Found it on here a couple days, maybe weeks back.

------
apo
The SEC has missed the point entirely.

Savvy investors want proof that the ICO organizer is running a scam, and that
it has legs. The SEC has merely created a playbook, not a fraud deterrent.

The ICO scam is a genre of investor literature. As such certain obligatory
signs and conventions will be present:

\- the countdown (made its first big appearance with the Ethereum crowdsale)

\- use of the term "blockchain technology" in the opening paragraph

\- combining "blockchain technology" with a secondary domain (e.g. Travel)

\- the more non-obvious the match between "blockchain technology" and the
secondary domain, the better

\- focus on benefits, not features

\- describe a problem everyone recognizes (travel is expensive)
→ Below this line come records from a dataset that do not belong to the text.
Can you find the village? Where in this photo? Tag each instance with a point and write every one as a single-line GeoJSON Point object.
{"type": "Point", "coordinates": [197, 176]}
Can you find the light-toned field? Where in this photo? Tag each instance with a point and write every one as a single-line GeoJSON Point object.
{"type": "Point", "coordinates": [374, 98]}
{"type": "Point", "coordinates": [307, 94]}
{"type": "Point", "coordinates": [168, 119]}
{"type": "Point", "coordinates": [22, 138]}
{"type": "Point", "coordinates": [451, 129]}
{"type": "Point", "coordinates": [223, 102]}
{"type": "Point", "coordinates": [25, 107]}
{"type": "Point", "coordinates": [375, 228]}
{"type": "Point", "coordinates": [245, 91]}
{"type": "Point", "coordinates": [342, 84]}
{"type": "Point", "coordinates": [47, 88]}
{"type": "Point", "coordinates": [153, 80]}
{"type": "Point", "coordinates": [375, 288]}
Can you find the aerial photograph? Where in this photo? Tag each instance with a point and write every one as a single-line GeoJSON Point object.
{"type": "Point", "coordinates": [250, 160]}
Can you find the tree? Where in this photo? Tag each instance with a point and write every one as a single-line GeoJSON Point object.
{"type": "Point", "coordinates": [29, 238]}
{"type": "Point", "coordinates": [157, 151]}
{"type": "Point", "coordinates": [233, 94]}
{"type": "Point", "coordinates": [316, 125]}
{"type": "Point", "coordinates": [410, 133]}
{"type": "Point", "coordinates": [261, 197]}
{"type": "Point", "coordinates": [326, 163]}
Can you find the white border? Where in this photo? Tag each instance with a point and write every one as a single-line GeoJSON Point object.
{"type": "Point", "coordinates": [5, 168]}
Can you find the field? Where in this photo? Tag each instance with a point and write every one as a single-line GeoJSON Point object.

\- state the size of the market for solutions ($1.5 trillion)

\- management team headshots

\- appeal to authority/celebrity

\- ROI forecast

\- a whitepaper that carefully avoids revealing how the token fulfills the
promises made in the marketing material

Ticking all the boxes lets the ICO operator reassure the prospective investor
that all steps have been taken to ensure future buyers of the token.

Think of it as proof-of-future-bagholder (PoFB). A rinky-dink ICO that can't
bring itself to lay the fertilizer sufficiently high will be in no position to
keep investors coming in after the crowdsale ends.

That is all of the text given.